Andrei · October 8, 2010, 6:07pm

So how does this work with a match_all query? Does it mean that it
needs to scan all the documents and check that the value of geo-
coordinate is in the bounding box?

The bounding box is actually the Minimum bounding rectangle - Wikipedia.
Worth checking on R-trees linked from there too.

-Andrei

On Oct 8, 4:17 am, Shay Banon shay.ba...@elasticsearch.com wrote:

I am not sure how mongodb implemented geo support, in elasticsearch, because
of its search engine / inverted index nature, it is implemented quite
differently. When searching, you basically traverse a set of document ids
(internal ondes, not the _id) that correspond to the relevant query. What
you want is to check (filter) or collect (facets) as fast as possible data
based on that doc id. The way you usually do it is by loading the relevant
data to memory and creating a docId -> value (which is the inversion of the
inverted index).

Also, would it be possible to have a facet for returning the centroid
and the minimum bounding box for the set of results found via the geo
filters?

Should be possible, need to look / learn more into how to do it.

-Andrei

As a side note, I have discovered that having multiple locations per doc
does not work correctly. Checking how to fix that, might require a different
structure to be stored in the index.

kimchy · October 8, 2010, 6:56pm

On Fri, Oct 8, 2010 at 8:07 PM, Andrei andrei@zmievski.org wrote:

So how does this work with a match_all query? Does it mean that it
needs to scan all the documents and check that the value of geo-
coordinate is in the bounding box?

Yes, though match_all is not really the common case. It makes little sense
to build another indexing data structure just for this case, while on all
other case, the best solution is the one I outlined. But, even with
match_all, the execution is all in memory, so the difference would be
negligible if not faster.... . Sharding helps scaling out as well.

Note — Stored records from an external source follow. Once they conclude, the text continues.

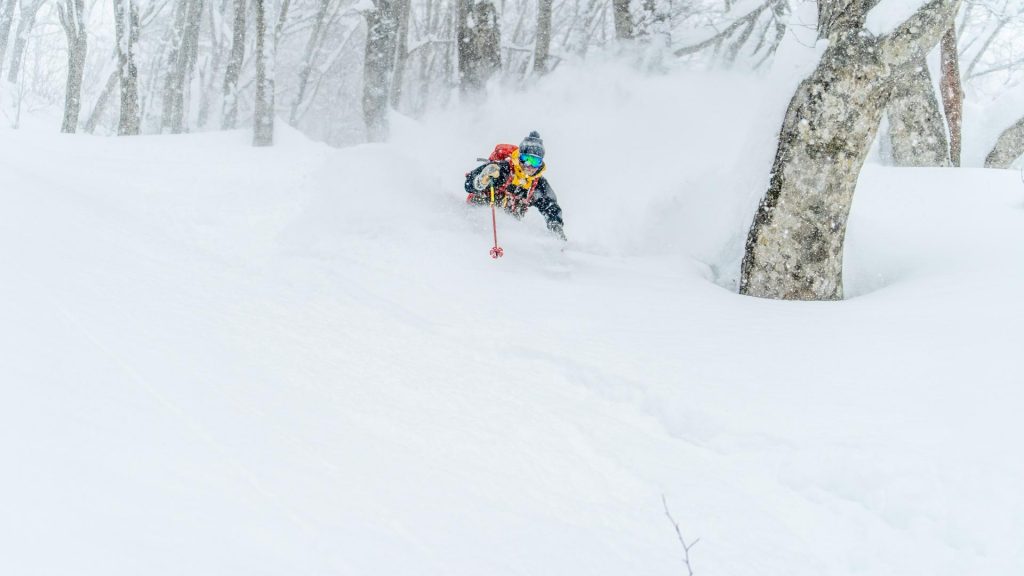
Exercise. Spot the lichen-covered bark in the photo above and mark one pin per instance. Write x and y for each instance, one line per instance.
(1008, 148)
(795, 246)
(952, 93)
(916, 129)
(230, 109)
(126, 31)
(263, 116)
(73, 21)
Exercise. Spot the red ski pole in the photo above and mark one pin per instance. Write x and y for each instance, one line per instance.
(497, 251)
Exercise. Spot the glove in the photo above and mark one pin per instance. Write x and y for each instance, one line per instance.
(556, 229)
(482, 180)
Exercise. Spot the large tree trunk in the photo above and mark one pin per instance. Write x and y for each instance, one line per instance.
(181, 62)
(126, 31)
(916, 130)
(309, 59)
(101, 101)
(25, 25)
(952, 93)
(624, 19)
(73, 21)
(6, 19)
(230, 113)
(543, 48)
(378, 68)
(478, 43)
(263, 118)
(795, 246)
(401, 52)
(1008, 148)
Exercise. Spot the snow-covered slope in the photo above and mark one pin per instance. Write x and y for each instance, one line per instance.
(221, 360)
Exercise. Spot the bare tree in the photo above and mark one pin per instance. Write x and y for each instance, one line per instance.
(916, 130)
(543, 48)
(401, 51)
(624, 19)
(101, 101)
(760, 29)
(952, 93)
(795, 246)
(478, 44)
(1009, 147)
(263, 119)
(180, 63)
(126, 29)
(6, 19)
(378, 68)
(73, 21)
(230, 113)
(27, 19)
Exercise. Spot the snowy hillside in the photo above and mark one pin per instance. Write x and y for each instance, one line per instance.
(221, 360)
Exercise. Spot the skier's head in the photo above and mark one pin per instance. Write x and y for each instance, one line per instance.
(531, 153)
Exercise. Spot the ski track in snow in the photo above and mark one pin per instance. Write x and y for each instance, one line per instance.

The bounding box is actually the
Minimum bounding rectangle - Wikipedia.

ok.

Worth checking on R-trees linked from there too.

Irrelevant. R-trees are nice, but make little sense when coupled with how a
search engine works and providing geo on top of it.

-Andrei

On Oct 8, 4:17 am, Shay Banon shay.ba...@elasticsearch.com wrote:

I am not sure how mongodb implemented geo support, in elasticsearch,
because
of its search engine / inverted index nature, it is implemented quite
differently. When searching, you basically traverse a set of document ids
(internal ondes, not the _id) that correspond to the relevant query. What
you want is to check (filter) or collect (facets) as fast as possible
data
based on that doc id. The way you usually do it is by loading the
relevant
data to memory and creating a docId -> value (which is the inversion of
the
inverted index).

Also, would it be possible to have a facet for returning the centroid
and the minimum bounding box for the set of results found via the geo
filters?

Should be possible, need to look / learn more into how to do it.

-Andrei

As a side note, I have discovered that having multiple locations per doc
does not work correctly. Checking how to fix that, might require a
different
structure to be stored in the index.